Warga mengamati sampah kayu gelondongan pascabanjir bandang di Desa Aek Garoga, Kecamatan Batang Toru, Kabupaten Tapanuli Selatan, Sumatera Utara, Sabtu, 29 November 2025. (Foto: ANTARA FOTO/Yudi Manar/agr/am)
Walhi menilai ada empat kesalahan utama dalam tata kelola lingkungan: penerbitan izin yang mengabaikan daya tampung, perencanaan kebijakan yang lemah, perilaku korporasi yang merusak, dan fungsi pengawasan yang tidak berjalan.
Dalam konteks pertanggungjawaban, Boy menegaskan, negara adalah pihak pertama yang harus diminta bertanggung jawab karena menjadi pemberi izin. Selain itu, korporasi maupun individu yang berkontribusi pada kerusakan harus menghadapi tuntutan hukum.
"Negara bisa mewakili kepentingan korban, atau masyarakat langsung menuntut perusahaan untuk mengganti kerugian dan melakukan pemulihan. Kalau pemulihan tidak dilakukan, bencana seperti ini akan terulang," tegasnya.
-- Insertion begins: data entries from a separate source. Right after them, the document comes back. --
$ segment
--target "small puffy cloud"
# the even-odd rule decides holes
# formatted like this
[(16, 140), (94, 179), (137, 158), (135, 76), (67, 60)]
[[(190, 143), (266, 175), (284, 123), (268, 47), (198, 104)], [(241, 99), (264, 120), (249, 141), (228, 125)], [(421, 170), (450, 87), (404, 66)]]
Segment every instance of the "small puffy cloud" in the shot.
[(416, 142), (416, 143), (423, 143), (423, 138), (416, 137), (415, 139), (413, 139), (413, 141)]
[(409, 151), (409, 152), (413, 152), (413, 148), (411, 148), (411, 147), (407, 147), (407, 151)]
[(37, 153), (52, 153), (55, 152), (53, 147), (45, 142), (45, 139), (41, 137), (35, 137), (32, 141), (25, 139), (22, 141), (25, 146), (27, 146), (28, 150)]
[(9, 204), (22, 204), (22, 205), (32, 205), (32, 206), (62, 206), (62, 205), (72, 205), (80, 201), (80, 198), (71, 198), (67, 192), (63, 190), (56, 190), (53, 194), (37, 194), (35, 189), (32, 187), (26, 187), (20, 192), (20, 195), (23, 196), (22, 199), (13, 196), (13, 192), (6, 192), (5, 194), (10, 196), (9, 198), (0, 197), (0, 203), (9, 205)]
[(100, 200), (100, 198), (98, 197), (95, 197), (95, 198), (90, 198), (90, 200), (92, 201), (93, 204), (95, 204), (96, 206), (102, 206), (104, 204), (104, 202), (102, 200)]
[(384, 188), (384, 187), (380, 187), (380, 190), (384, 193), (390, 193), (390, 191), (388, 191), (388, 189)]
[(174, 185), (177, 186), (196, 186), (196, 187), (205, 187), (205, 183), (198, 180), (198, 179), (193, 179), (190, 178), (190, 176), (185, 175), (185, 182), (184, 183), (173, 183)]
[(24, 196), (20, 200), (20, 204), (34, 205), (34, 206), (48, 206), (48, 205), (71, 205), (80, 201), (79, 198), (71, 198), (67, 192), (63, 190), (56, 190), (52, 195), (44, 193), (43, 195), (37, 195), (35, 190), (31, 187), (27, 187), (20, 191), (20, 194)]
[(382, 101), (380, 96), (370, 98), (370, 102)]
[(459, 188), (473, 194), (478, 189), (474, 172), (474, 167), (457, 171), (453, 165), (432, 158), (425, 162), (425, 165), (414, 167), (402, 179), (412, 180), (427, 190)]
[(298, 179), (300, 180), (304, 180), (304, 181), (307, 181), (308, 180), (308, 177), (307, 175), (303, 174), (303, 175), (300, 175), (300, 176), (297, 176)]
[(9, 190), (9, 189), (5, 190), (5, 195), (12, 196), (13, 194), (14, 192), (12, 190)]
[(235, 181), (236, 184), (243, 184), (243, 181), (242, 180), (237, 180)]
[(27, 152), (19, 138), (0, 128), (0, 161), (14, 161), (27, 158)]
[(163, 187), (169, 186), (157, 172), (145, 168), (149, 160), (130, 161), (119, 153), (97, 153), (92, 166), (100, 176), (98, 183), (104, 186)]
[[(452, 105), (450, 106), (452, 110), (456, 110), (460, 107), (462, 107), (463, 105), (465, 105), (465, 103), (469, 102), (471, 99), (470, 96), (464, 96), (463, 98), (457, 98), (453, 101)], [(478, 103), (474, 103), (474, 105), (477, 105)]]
Boy menekankan, setelah fase tanggap darurat dan pemulihan korban, pemerintah harus melakukan evaluasi menyeluruh atas perizinan dan praktik industri di kawasan rawan bencana.
"Otoritas pemberi izin ada pada negara, jadi negara wajib melakukan koreksi," tukas Boy.
Direktur Eksekutif Nasional Walhi, Boy Jery Even Sembiring saat menjadi narasumber dalam DPO Podcast yang dipandu Pemimpin Redaksi Ntvnews.id, Ismoko Widjaya.